If there is one fundamental rule for making sense of trade policy over Trump’s first 16 months in office: Do not overreact to new announcements. With the benefit of hindsight, we can observe a growing list of at-the-time seemingly newsworthy policy announcements that ultimately went nowhere.
- For instance, back in January 2017, Trump suggested that he would pay for a border wall by imposing tariffs on Mexico. That never happened.
- In an April 2017 interview, Trump suggested he was interested in a “reciprocal tax” on imports, meaning the U.S. should tax imports from other countries at the same rates as those applied to American exports.
- In February of this year, he resurrected the idea, declaring that the United States would “soon” announce a reciprocal tax, with more information forthcoming “as soon as this week.” Meanwhile, we’re still waiting.
- In late January, U.S. Trade Representative Robert Lighthizer suggested that “before long” the Administration would select an African country to begin new free trade agreement talks. The pro-trade U.S. Chamber of Commerce enthusiastically nodded its head. So far nothing seems to have happened.

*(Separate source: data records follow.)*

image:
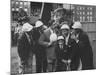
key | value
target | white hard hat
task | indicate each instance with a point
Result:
(27, 27)
(38, 24)
(60, 38)
(53, 37)
(65, 26)
(77, 25)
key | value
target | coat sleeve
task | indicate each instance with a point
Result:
(42, 40)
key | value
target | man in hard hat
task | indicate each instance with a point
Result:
(25, 45)
(82, 39)
(71, 47)
(40, 52)
(47, 39)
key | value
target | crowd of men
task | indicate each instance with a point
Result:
(60, 47)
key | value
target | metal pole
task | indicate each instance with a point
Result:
(42, 10)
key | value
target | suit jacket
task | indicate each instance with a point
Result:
(44, 40)
(86, 53)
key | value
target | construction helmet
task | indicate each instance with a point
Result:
(65, 26)
(53, 37)
(60, 38)
(77, 25)
(38, 24)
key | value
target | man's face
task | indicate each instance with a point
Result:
(65, 32)
(73, 34)
(57, 16)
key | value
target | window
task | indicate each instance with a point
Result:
(25, 3)
(77, 8)
(90, 13)
(83, 8)
(83, 18)
(83, 13)
(80, 8)
(91, 18)
(17, 9)
(13, 9)
(90, 8)
(87, 13)
(16, 2)
(88, 18)
(21, 3)
(80, 18)
(25, 9)
(80, 13)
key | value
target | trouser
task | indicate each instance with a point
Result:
(41, 61)
(87, 63)
(60, 66)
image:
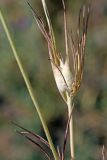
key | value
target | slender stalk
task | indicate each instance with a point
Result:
(70, 105)
(29, 87)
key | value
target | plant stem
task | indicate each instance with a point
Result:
(70, 105)
(29, 87)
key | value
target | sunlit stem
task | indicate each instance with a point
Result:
(29, 87)
(70, 106)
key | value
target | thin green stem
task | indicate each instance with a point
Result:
(70, 105)
(29, 87)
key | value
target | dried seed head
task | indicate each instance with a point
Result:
(67, 82)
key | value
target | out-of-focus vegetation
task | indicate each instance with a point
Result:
(15, 104)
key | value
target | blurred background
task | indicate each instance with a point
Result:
(90, 113)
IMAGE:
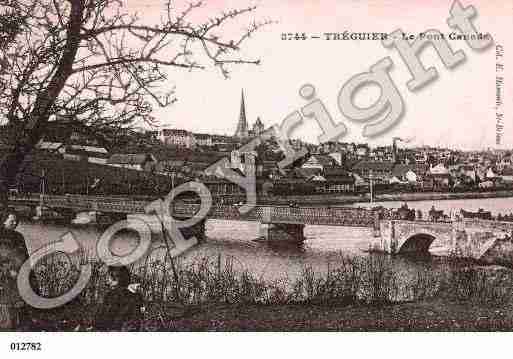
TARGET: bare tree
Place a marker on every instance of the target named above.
(95, 63)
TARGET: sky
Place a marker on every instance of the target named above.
(456, 110)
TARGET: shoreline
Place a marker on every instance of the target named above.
(332, 199)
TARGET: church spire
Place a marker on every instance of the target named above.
(242, 126)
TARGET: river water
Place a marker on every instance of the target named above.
(324, 246)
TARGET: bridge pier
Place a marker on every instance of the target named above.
(282, 232)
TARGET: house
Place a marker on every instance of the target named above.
(338, 180)
(507, 175)
(50, 146)
(362, 150)
(202, 139)
(92, 154)
(139, 162)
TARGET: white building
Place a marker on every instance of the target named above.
(176, 137)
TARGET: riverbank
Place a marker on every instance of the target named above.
(337, 199)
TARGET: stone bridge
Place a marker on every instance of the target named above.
(468, 238)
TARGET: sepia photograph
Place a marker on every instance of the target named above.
(254, 166)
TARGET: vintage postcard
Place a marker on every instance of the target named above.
(242, 166)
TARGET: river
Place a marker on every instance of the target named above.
(324, 246)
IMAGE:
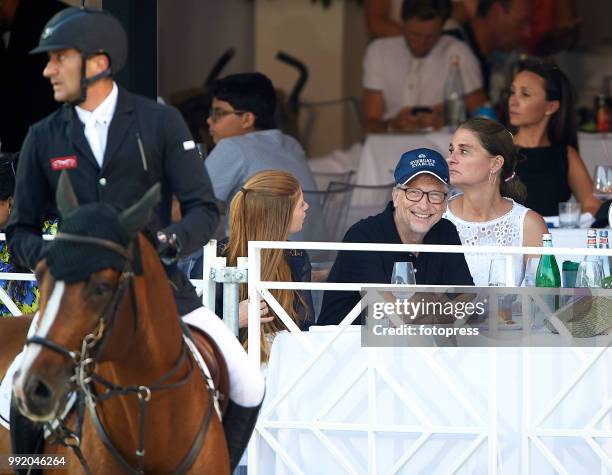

Why do these dramatic policy announcements keep falling flat? There are several possible explanations, not mutually exclusive.
- Perhaps the "deep state" in the form of career officials working at the Office of the U.S. Trade Representative and the Commerce Department, are conspiring to thwart the Trump administration plans. Less sinisterly, this may simply be more evidence that achieving policy change is difficult.
- Another explanation comes from the international level: In its policy implementation strategy the administration has failed to recognize that other countries have agency too, and are able to shape the ultimate outcomes of American trade policy.
Whatever the reason, though, trade policy analysts and journalists need to catch up to this reality, and start dramatically discounting the importance of Trump trade policy announcements, on both the protectionism and the liberalization fronts.